Your child’s 504 plan must be reviewed by the 504 committee every year. Legally, parents are not guaranteed a seat at the table, but they are encouraged to attend. Here are some of the key things the committee may discuss in the annual 504 meeting:
- Your child’s strengths. This is a time for you and the team to share success your child has had in and out of school. For example, if your child struggles to pay attention and follow directions, the group might compare notes on his progress in those areas. Be sure to tell them about his wins at home and in extracurricular activities.
- Your concerns and suggestions for improving your child’s education. The meeting is a good time to share where you still see your child struggling. Is his backpack always disorganized? Does he forget to bring his homework assignments home? Let the committee know what you think might make these tasks easier for him, based on your experience.
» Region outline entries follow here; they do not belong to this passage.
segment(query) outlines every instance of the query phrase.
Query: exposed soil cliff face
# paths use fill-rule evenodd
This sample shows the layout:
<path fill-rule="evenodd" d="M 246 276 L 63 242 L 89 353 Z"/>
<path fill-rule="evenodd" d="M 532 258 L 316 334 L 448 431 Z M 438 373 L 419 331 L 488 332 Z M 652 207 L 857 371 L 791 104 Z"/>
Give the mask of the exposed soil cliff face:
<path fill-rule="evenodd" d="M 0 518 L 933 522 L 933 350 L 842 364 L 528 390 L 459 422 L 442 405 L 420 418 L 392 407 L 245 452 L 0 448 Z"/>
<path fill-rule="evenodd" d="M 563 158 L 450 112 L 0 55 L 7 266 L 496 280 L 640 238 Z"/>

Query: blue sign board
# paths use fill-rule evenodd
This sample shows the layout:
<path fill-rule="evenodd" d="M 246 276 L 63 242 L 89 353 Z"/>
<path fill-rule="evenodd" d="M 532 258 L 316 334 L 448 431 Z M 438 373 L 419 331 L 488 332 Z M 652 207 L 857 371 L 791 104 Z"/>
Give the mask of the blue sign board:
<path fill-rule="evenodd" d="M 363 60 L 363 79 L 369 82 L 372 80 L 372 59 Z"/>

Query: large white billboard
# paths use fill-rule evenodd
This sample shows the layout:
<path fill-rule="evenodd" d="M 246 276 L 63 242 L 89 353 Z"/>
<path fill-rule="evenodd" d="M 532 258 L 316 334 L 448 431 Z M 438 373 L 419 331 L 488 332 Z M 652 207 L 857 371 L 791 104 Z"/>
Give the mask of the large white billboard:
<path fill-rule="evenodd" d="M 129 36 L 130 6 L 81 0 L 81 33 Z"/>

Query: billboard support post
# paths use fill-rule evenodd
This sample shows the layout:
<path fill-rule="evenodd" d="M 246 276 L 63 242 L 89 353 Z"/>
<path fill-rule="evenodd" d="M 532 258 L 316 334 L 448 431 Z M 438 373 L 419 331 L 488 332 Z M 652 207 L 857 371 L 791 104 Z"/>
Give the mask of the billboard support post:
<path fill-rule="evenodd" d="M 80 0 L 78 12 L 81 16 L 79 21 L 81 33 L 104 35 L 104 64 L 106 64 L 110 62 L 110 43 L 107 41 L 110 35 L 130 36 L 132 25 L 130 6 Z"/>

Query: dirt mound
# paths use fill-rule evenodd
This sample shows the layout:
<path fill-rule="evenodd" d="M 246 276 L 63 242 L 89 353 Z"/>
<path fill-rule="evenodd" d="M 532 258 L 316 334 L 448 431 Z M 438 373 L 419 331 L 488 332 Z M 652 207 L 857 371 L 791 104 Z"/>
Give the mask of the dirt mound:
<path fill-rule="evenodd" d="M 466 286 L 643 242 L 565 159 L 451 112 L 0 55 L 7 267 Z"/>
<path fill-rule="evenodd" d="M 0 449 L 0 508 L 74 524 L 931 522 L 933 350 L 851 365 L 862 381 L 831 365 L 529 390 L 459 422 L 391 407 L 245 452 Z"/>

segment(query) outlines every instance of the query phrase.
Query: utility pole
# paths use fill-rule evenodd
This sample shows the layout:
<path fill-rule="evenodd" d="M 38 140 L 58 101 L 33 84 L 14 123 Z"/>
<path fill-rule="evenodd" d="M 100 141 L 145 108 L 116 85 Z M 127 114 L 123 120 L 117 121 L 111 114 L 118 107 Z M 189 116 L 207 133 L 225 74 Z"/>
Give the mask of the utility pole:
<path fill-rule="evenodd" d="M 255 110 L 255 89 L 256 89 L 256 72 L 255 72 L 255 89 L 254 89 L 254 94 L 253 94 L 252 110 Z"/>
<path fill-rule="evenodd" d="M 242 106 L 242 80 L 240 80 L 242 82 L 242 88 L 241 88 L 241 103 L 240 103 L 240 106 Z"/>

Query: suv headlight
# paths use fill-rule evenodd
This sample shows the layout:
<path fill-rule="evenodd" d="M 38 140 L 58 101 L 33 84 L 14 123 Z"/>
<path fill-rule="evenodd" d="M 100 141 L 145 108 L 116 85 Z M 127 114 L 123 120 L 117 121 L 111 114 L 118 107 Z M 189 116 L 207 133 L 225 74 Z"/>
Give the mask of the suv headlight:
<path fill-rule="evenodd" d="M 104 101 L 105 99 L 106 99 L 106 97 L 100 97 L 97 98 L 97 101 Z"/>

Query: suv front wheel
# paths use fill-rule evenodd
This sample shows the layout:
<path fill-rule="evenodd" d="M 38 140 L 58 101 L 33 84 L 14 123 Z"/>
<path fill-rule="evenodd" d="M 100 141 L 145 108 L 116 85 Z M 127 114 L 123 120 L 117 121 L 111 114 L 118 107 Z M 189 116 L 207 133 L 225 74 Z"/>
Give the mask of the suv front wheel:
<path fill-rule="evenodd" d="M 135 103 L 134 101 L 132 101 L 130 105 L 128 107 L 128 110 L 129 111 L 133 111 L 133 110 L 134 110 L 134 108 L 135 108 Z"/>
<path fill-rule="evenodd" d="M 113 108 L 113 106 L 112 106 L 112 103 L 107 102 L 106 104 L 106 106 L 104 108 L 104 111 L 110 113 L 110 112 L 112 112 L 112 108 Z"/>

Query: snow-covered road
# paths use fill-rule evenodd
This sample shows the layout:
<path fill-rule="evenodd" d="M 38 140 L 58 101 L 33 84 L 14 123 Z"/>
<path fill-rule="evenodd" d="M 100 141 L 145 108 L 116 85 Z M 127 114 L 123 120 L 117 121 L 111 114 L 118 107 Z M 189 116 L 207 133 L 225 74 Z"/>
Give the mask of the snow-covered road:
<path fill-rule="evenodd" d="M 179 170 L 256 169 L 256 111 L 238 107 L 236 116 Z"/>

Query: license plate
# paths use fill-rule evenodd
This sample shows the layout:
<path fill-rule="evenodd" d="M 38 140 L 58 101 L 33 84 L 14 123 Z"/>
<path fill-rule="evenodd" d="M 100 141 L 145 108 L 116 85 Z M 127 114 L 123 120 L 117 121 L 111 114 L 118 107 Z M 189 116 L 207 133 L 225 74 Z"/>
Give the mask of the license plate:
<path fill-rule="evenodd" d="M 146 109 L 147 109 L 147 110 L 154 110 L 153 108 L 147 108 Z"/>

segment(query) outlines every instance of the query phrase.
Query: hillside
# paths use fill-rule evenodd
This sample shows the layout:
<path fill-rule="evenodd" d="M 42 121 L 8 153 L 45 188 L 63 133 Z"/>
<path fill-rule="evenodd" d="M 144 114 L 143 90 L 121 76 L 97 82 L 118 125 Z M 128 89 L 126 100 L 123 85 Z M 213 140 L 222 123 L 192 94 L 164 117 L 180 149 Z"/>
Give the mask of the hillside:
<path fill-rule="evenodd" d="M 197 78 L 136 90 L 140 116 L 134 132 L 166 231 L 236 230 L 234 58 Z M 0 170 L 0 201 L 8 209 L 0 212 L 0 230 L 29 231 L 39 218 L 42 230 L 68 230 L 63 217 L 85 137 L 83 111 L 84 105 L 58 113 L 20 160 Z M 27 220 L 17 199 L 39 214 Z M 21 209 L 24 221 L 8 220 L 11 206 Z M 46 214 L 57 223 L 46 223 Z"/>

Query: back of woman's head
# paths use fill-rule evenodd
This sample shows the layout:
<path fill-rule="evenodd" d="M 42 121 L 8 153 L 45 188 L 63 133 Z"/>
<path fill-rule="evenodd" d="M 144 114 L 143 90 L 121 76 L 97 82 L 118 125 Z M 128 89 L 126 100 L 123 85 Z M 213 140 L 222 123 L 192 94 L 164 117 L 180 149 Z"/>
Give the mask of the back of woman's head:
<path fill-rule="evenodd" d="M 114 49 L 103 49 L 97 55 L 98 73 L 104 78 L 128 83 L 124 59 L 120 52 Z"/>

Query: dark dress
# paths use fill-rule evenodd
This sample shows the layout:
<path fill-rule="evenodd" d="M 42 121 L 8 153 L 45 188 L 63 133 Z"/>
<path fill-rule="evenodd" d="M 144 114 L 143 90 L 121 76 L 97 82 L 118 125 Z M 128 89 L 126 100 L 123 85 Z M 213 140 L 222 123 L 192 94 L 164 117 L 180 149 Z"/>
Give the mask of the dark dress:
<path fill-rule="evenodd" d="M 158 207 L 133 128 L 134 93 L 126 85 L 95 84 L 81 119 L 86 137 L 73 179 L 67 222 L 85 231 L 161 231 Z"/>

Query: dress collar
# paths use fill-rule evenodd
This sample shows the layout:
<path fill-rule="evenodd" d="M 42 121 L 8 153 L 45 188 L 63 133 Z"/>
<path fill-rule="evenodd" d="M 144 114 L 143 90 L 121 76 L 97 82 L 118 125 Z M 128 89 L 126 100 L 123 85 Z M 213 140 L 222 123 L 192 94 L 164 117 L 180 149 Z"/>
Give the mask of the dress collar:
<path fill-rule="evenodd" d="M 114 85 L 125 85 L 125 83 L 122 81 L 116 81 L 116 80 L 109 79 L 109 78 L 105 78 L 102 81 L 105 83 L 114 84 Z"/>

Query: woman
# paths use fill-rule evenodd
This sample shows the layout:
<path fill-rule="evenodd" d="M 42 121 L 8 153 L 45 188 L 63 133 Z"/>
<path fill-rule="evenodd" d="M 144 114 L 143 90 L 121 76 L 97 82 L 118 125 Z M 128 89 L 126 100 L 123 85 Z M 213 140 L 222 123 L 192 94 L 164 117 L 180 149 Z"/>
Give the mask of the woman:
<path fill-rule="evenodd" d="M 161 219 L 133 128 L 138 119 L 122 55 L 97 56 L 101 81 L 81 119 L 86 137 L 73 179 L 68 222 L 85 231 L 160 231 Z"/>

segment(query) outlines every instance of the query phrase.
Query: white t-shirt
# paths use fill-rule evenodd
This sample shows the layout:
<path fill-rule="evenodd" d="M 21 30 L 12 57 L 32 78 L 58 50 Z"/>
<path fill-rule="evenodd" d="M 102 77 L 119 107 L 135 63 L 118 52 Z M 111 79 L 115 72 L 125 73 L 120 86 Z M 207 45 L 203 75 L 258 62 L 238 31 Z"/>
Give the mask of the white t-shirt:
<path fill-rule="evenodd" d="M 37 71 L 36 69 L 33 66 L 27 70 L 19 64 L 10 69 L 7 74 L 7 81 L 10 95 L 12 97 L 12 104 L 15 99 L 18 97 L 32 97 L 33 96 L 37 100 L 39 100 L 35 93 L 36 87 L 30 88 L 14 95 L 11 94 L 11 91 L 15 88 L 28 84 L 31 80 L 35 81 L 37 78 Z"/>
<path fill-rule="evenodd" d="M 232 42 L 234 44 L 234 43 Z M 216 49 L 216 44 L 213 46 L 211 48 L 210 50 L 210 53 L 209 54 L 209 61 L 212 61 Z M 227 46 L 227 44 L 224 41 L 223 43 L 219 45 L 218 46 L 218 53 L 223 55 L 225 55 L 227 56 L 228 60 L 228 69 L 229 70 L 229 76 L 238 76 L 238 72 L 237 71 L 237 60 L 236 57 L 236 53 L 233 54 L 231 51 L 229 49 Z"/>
- Whether or not accommodations (such as assistive technology) and modifications are helping. If they aren’t helping your child as expected, the group needs to discuss upgrading, discontinuing or replacing them. The team should also consider any new instruction and technology tools that might be more helpful for your child.
Based on what’s covered in the meeting, the committee may propose changes to your child’s 504 plan. Your permission is only required if the committee recommends a major change in placement, such as discontinuing educational services that are in his current plan.
What happens if you don't agree with a 504 plan?
If you disagree with the school’s decisions about your child’s education, there are several ways to dispute it. Here are the steps you can take (usually in this order):
- Request a mediator to help you and the school reaches an agreement.
- Ask for a hearing before an impartial hearing officer.
- File a complaint with the federal Maryland State Department of Education
What can make the journey easier?
Whether you’re just learning about 504 plans or your child already has one in place, there are many ways to make the journey easier.
- Know your child’s issues. Observing your child can help you better understand his strengths, weaknesses and needs.
- Explore supports. Find out about accommodations that can help students with learning and attention issues.
- Partner with teachers. Communicating with your child’s teachers is a good way to advocate for your child and find out what’s working in the classroom—and what’s not.
- Connect with other parents. Parents like you can be a source of support, understanding and helpful advice.